Tiger Woods' management team has come under renewed pressure after revelations in Vanity Fair that members of his backroom staff helped facilitate and then cover up the golf star's extramarital affairs.
The 14-page expose in the American magazine casts doubt over Woods' recent insistence that nobody in his inner circle "knew what was going on or when it was going on".
"The Temptation of Tiger Woods", the cover article, features interviews with four of Woods' alleged mistresses.
While Bryon Bell, a long-time friend and the president of Tiger Woods Design, comes across badly, it is the spotlight thrown upon the world No 1's agent, Mark Steinberg, which will cause most intrigue before Woods' reappearance at next week's Masters.
Mindy Lawton, a waitress at a restaurant near Woods' family home in Orlando, claims the golfer put her in touch with Mr Steinberg when she discovered that the National Enquirer knew of their affair. Lawton said that on contacting Mr Steinberg, he told her: "We'll take care of it."
"That's when their brush-under-the-rug, the cover-up, happened," she added, referring to a deal the Enquirer allegedly made to spike the story in exchange for an exclusive Woods interview in a sister publication, Men's Fitness.
As of yesterday, Mr Steinberg had yet to comment, but Woods is certain to be asked in his Monday press conference at Augusta to clarify a statement he made to the Golf Channel in a five-minute interview two weeks ago.
When asked whether "members of your inner circle were involved in your misdoings", he replied: "It was all me. I'm the one who did it. I'm the one who acted the way I acted.
"No one knew what was going on when it was going on. I'm sure if more people would have known in my inner circle, they would have stopped it or tried to put a stop to it. But I kept it all to myself."
Mr Steinberg is "global managing director of golf" at the management giant IMG and is seen as one of the most influential men in the sport. He is an ever-present in the Woods entourage and there will be great surprise if he is not in attendance in the Augusta media room in three days.

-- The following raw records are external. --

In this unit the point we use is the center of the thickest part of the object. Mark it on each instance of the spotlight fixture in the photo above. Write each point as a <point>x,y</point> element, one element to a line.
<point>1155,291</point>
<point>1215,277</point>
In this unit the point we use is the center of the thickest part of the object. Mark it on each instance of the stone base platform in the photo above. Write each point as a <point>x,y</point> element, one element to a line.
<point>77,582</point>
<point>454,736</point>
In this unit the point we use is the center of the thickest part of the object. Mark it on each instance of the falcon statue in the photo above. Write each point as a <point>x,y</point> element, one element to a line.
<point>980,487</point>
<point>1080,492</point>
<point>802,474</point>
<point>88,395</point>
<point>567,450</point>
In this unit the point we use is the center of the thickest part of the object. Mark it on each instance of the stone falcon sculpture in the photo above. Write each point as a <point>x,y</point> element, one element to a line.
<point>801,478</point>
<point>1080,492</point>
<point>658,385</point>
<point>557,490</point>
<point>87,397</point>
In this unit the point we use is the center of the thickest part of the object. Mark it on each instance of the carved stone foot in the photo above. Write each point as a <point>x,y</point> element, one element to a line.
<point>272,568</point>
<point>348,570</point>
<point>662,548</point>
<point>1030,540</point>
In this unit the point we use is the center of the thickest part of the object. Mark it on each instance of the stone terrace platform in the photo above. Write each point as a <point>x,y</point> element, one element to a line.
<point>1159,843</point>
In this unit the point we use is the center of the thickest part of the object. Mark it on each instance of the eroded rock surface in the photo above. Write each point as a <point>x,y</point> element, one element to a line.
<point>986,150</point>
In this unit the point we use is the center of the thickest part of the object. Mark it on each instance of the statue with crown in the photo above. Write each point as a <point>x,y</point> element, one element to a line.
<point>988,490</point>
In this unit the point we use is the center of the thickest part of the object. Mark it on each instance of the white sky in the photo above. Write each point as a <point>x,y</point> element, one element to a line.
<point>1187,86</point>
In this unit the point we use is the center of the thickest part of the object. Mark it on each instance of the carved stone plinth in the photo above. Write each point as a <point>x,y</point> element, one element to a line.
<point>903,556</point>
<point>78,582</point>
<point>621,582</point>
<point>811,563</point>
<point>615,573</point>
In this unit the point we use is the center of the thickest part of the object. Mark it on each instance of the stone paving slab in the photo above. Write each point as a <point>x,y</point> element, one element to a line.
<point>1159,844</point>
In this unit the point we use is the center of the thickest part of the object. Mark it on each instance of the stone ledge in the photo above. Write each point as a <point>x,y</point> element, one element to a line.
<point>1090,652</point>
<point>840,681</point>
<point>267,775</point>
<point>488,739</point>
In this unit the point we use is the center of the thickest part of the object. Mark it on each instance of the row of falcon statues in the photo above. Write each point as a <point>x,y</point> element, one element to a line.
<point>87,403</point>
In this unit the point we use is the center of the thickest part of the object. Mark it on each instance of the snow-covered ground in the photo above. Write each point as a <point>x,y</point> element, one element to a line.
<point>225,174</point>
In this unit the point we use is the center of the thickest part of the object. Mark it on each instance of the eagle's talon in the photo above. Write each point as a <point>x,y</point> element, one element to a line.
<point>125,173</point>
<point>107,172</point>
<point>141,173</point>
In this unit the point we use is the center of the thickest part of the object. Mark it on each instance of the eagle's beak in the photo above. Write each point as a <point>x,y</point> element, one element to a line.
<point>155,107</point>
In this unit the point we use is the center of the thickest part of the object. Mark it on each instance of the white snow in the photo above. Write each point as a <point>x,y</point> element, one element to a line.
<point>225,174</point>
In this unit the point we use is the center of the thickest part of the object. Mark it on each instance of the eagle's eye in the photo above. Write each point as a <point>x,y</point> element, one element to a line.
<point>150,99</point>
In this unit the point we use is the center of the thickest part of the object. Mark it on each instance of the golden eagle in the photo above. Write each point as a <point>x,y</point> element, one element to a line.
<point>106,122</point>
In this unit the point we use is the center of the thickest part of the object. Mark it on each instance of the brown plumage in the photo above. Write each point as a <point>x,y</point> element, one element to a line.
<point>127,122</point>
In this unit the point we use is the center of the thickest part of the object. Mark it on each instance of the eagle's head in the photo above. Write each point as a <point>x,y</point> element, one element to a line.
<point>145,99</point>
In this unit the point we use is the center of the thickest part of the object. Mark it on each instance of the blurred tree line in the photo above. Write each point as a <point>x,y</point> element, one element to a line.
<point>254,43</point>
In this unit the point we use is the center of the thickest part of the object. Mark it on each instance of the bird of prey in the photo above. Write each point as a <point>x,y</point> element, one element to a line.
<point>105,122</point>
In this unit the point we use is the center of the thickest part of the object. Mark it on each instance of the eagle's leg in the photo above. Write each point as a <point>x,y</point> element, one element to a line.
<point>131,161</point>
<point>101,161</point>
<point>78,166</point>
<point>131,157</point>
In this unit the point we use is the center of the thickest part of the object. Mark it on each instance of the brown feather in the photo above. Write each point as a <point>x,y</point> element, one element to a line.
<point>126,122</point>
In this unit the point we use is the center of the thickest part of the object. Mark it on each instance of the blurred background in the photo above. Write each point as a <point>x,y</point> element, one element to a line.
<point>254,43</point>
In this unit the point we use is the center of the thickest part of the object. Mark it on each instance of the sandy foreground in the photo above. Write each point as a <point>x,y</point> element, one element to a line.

Mr Bell is less conspicuous but, as an ally of Woods since their school days, he also plays an important part in "Team Tiger".
Apart from the graphic details of the affairs, Vanity Fair contains claims from a former Woods adviser that he warned his client to avoid Michael Jordan, who, with fellow basketball legend Charles Barkley, is named by Vanity Fair as his gambling companions on his trips to Las Vegas.
Bizarrely blaming Jordan for precipitating Woods' downfall, the lawyer John Merchant said: "I told him, 'Stay away from that son of a bitch [Jordan], because he doesn't have anything to offer to the world in which he lives except playing basketball, which he did yesterday'."